Digital happiness : le prochain Facebook ?

Photo Christophe Deshayes & Jean-Baptiste Stuchlik / Auteurs du Petit Traité du Bonheur 2.0 / February 21st, 2013

Entrepreneurs, investisseurs et gourous sont à l'affût du prochain Facebook, la « next killer app » qui séduira un milliard d'utilisateurs avant même qu'on ait compris son potentiel. Difficile de nommer le champion qui remportera le gros lot, mais on peut d'ores et déjà raisonnablement identifier son terrain de jeu : les technologies du bonheur et du bien-être.

Pour la première fois depuis sa création en 1967, le Consumer Electronic Show de Las Vegas, le plus grand salon des technologies numériques au monde, a réservé cette année une section entière au bien-être numérique. Que ce thème soit ainsi mis en avant signe l’arrivée d’une nouvelle vague de la révolution numérique, qui s’apprête à déferler dans nos vies : le numérique va nous aider à prendre soin de nous-mêmes et des autres. Pas plus qu’on avait prédit l’avènement du web 2.0, l’arrivée de Facebook, de Twitter ou l’incroyable renaissance d’Apple, personne n’a vu venir ces « technologies du bonheur » qui pourraient pourtant bouleverser notre quotidien, avec des impacts économiques et sociétaux majeurs.

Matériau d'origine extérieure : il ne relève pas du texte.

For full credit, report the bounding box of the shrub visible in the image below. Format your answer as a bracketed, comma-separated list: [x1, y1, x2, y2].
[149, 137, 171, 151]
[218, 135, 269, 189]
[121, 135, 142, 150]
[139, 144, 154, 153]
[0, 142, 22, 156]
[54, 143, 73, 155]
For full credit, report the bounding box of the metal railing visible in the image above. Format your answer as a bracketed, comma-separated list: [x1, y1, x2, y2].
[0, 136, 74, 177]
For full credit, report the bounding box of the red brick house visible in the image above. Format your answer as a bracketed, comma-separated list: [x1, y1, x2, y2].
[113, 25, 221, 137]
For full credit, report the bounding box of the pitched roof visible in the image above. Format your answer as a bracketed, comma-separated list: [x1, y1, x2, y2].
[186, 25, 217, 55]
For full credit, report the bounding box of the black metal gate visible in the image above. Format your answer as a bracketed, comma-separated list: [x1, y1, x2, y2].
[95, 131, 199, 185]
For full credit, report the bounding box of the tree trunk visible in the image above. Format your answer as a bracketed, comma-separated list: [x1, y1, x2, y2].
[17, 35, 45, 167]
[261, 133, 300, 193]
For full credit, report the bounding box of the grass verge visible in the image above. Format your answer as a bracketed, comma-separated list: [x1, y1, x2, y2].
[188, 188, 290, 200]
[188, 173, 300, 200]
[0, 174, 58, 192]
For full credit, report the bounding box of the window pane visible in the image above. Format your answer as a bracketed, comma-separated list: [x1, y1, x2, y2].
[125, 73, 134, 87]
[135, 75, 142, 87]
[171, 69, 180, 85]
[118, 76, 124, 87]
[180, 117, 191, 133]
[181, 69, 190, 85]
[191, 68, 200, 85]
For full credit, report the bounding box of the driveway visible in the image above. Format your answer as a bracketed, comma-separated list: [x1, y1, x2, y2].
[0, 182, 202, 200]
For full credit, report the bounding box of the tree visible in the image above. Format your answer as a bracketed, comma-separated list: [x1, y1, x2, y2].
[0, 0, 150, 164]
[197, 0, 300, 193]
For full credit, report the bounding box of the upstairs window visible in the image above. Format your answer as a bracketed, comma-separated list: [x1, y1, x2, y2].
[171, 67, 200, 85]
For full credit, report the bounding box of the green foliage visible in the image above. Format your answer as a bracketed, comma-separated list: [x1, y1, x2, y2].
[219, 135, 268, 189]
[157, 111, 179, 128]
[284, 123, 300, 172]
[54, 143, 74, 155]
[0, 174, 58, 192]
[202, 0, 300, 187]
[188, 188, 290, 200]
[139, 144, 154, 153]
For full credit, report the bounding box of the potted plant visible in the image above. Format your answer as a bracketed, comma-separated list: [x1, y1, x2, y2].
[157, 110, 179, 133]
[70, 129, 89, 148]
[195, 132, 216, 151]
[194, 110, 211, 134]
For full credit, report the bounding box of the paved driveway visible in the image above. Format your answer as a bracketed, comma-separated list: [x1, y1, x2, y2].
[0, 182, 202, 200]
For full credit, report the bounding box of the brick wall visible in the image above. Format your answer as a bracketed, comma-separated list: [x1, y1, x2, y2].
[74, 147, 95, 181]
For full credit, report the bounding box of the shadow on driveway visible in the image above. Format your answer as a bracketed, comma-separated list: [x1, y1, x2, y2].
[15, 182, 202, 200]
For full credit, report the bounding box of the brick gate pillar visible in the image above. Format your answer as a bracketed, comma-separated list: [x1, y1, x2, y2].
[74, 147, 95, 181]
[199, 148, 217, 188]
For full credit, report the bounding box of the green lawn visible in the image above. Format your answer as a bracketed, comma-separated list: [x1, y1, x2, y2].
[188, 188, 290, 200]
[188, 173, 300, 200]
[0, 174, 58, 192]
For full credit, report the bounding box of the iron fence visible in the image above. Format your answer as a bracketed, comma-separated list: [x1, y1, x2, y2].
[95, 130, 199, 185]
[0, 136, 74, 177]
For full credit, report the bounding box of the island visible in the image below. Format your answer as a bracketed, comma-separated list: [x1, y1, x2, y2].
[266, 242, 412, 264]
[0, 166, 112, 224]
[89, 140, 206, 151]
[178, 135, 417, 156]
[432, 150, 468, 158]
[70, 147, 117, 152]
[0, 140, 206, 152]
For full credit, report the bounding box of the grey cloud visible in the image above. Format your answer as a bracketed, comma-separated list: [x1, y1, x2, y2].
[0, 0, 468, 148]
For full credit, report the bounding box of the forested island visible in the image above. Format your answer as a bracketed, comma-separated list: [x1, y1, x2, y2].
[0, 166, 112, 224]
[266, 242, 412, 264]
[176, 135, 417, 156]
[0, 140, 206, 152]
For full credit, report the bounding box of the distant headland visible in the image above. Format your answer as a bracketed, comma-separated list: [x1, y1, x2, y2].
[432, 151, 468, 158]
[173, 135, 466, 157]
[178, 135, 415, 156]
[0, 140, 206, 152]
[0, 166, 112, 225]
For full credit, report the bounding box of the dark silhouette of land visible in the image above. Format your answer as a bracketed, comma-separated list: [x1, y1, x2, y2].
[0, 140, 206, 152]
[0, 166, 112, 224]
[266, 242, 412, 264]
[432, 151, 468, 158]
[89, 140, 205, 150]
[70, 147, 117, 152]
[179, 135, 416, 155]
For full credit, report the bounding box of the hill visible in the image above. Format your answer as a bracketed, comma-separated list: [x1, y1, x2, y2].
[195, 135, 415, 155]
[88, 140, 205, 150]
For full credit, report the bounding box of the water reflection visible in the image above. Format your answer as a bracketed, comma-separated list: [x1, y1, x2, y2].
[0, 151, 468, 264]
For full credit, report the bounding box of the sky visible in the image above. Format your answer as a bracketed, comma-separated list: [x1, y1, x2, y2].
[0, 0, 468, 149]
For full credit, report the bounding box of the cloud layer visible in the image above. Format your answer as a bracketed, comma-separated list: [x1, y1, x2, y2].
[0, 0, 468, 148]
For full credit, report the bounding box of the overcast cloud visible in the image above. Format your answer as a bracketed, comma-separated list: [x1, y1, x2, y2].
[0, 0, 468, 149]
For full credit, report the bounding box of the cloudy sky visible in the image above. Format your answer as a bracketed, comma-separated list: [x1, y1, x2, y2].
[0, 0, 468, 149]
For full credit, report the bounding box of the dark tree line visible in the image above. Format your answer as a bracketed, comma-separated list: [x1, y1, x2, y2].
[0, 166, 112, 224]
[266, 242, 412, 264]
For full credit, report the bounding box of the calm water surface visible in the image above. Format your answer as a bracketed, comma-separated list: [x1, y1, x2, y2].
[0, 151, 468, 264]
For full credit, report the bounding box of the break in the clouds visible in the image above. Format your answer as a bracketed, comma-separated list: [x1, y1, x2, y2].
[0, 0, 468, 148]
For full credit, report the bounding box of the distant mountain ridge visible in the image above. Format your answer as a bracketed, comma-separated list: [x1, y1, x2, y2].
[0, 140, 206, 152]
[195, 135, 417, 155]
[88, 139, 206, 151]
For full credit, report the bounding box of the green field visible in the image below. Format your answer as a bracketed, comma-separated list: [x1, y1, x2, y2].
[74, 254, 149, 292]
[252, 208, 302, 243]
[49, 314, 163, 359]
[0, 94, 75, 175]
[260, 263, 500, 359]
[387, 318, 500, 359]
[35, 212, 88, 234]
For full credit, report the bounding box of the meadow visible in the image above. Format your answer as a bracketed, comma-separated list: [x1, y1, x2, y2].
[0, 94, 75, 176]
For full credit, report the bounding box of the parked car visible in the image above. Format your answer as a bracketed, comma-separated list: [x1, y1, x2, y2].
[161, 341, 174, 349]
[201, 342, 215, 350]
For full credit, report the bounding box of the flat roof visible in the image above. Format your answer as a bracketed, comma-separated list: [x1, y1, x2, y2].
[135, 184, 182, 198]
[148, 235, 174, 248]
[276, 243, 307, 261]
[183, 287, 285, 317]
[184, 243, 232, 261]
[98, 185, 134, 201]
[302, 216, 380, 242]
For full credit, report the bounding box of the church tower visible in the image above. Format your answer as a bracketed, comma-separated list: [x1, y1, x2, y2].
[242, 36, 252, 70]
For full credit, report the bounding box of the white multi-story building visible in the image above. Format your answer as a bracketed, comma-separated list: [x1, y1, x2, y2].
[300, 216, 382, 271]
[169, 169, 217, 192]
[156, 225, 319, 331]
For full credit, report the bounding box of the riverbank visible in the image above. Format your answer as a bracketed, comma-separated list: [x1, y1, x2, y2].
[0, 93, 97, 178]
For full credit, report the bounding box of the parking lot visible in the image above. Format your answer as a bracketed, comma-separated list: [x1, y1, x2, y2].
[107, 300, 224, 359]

Si l’on peut à bon droit s’interroger sur la capacité de ces gadgets à tenir leurs promesses, une chose est sûre : le potentiel économique de cette tendance est considérable. En effet, tous les ingrédients d’une croissance forte et durable sont réunis : ces technologies répondent à des attentes fortes des individus, repérées depuis longtemps dans différents secteurs économiques, de l’édition au fitness. En passant au numérique, elles font émerger tout un champ de nouveaux services sur un marché de masse.

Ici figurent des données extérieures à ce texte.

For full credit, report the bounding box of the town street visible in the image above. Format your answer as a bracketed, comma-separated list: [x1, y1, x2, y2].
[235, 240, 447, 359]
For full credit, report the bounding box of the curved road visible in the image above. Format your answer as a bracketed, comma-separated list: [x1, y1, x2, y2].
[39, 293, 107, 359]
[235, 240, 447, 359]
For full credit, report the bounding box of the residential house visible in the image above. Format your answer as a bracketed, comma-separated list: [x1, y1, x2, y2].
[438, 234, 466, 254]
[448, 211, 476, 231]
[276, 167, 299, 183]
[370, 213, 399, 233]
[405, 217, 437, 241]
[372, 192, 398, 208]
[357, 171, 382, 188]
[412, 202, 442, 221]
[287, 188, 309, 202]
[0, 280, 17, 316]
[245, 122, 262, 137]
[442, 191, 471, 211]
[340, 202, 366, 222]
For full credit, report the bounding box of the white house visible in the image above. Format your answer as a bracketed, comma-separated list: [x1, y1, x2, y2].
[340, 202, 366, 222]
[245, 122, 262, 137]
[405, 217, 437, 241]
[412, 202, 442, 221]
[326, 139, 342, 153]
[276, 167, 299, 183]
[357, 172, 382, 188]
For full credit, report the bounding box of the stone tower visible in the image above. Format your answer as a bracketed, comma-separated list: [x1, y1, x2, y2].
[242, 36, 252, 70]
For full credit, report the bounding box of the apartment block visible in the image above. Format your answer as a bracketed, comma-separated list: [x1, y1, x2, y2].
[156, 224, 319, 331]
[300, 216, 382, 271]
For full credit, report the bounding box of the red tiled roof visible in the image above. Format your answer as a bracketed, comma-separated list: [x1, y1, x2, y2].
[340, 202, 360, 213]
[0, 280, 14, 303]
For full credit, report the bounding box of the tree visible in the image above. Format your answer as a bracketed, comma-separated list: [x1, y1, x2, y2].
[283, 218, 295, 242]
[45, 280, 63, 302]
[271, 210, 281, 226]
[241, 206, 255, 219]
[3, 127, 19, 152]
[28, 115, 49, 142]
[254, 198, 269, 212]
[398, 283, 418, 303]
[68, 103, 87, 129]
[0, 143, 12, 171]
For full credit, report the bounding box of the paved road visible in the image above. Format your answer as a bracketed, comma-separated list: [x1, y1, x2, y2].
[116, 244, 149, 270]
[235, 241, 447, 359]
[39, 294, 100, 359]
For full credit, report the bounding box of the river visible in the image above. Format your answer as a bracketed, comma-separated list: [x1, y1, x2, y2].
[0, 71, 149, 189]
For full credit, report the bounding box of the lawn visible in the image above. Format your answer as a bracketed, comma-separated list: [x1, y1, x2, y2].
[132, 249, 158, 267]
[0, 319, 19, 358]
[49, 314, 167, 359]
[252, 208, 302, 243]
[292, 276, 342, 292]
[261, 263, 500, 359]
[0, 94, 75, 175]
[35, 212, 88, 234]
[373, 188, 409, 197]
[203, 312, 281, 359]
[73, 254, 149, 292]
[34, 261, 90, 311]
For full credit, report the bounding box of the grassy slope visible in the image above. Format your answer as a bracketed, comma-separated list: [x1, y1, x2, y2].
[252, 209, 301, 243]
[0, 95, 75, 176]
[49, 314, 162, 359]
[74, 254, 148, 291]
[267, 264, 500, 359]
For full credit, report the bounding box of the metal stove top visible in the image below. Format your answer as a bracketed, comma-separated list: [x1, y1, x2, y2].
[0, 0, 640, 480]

Prendre soin de soi et des autres grâce aux technologies numériques

Le numérique, clé du bonheur ? Cela semble bien surprenant et pourtant… Si l’on prend l’exemple de l’amour, ingrédient peu contestable du bonheur, cela fait des décennies que les rencontres en ligne, après des débuts sulfureux, ont acquis leurs lettres de noblesse, et s’enorgueillissent de milliers de mariages et de naissances. Des adolescents aux seniors, trouver ou retrouver l’amour grâce au numérique est devenu tellement naturel voire banal que plus personne ne s’en cache. À tel point que dans l’Union européenne, plus de 30% des couples formés en 2011 se sont rencontrés en ligne (ce chiffre monte même à 70% pour les couples homosexuels). Les usages, loin d’être stabilisés, ne cessent de se transformer, grâce à des innovations fondées sur la géolocalisation, la précision du profil, l’originalité de la mise en relation, le service d’accompagnement…

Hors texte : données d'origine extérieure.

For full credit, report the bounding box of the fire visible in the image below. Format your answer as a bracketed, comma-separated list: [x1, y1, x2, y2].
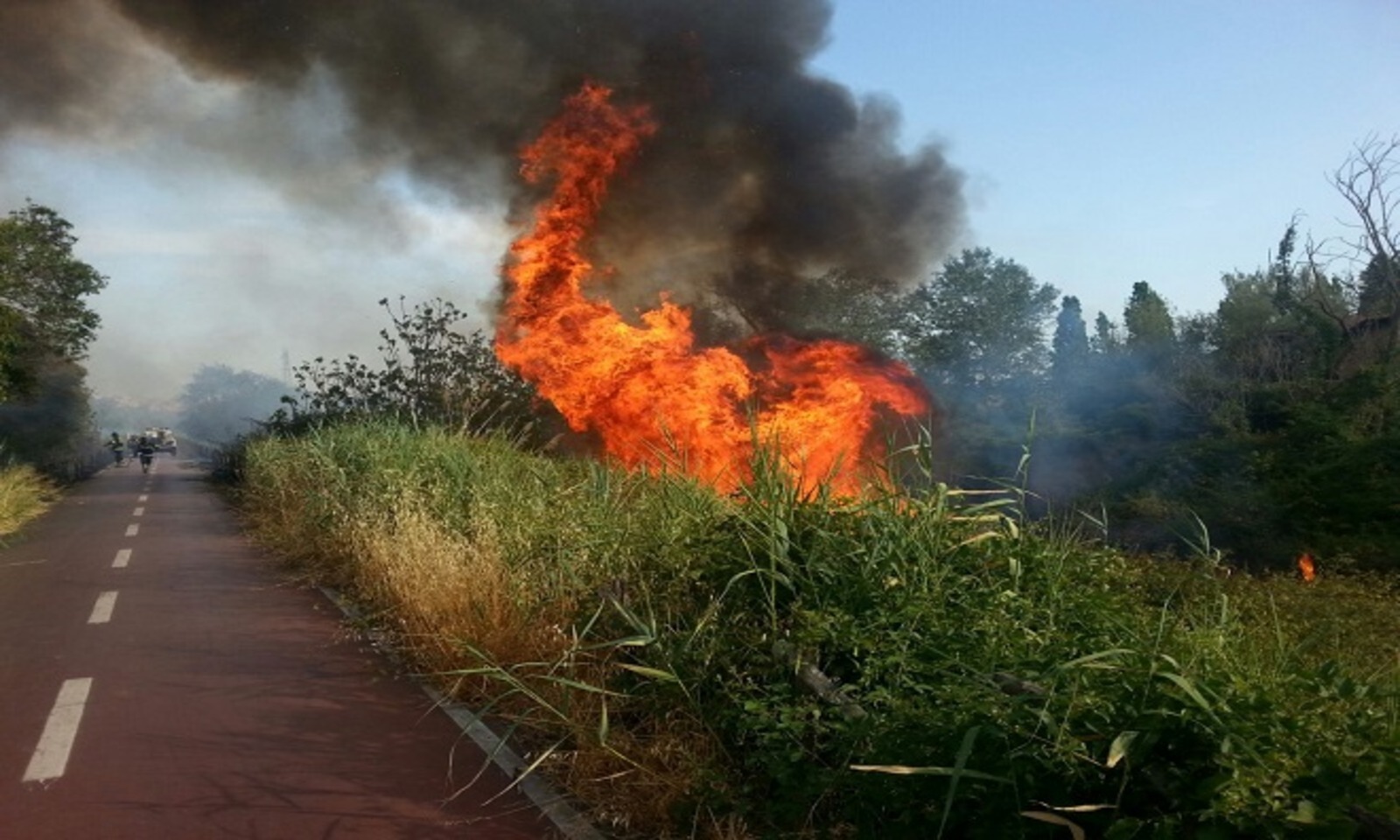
[495, 84, 929, 494]
[1298, 551, 1318, 584]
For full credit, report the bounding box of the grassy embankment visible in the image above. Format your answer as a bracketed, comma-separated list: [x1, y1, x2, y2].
[241, 427, 1400, 837]
[0, 464, 56, 536]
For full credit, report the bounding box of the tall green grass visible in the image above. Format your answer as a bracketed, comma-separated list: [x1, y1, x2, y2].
[234, 425, 1400, 837]
[0, 465, 58, 536]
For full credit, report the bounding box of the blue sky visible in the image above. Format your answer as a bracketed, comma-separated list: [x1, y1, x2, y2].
[816, 0, 1400, 320]
[0, 0, 1400, 397]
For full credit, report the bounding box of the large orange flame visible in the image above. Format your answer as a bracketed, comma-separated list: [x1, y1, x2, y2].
[495, 84, 928, 494]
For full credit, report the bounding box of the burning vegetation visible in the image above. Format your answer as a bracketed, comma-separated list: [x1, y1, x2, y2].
[497, 84, 929, 494]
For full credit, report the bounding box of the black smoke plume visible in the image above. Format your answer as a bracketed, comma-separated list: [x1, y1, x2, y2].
[0, 0, 963, 337]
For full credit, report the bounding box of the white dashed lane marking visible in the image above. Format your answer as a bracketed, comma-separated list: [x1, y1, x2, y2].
[0, 560, 47, 569]
[24, 676, 93, 781]
[88, 592, 116, 625]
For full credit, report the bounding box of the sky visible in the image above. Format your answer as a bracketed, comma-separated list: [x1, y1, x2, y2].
[0, 0, 1400, 401]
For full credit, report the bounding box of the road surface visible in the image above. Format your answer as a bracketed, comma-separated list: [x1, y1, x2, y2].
[0, 457, 568, 840]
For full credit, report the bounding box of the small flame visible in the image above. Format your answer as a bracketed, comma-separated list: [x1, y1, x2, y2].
[495, 84, 929, 495]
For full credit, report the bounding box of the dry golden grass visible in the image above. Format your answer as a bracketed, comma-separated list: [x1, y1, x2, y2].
[0, 465, 58, 536]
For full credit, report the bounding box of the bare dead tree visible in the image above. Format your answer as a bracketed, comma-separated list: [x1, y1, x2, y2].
[1332, 135, 1400, 360]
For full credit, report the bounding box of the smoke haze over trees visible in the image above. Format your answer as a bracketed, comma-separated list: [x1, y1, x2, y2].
[0, 0, 963, 344]
[0, 201, 107, 480]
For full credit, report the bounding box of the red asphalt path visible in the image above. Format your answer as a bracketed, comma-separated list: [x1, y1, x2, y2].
[0, 457, 557, 840]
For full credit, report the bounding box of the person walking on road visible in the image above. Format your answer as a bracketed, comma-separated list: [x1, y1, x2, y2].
[107, 431, 126, 466]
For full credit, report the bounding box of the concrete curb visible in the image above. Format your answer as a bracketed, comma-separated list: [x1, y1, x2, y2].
[317, 586, 607, 840]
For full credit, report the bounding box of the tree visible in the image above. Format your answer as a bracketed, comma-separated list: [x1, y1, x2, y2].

Plus étonnant, de véritables outils de gestion de la vie de couple et de la vie de famille sont aujourd’hui proposés. Des applications mobiles (apps) proposent par exemple d’aider à développer l’ « intelligence émotionnelle » au sein d’un couple. Et après tout pourquoi pas ? Exprimer régulièrement un compliment bien tourné même par SMS peut avoir des effets tout à fait positifs sur le conjoint, qui généralement en retour renvoie une forme ou une autre d’expression d’émotion positive, d’affection, de complicité, d’amour… D’autres apps aident les parents qui le désirent à faire évoluer leur style éducatif, à renforcer leur autorité ou à utiliser d’autres techniques de résolution de conflit dans le contexte de relations familiales difficiles. Grâce au e parenting, être parent s’apprend via les nouvelles technologies, par CD-ROM, smartphone, et bien sûr via des groupes d’entraides sur Internet.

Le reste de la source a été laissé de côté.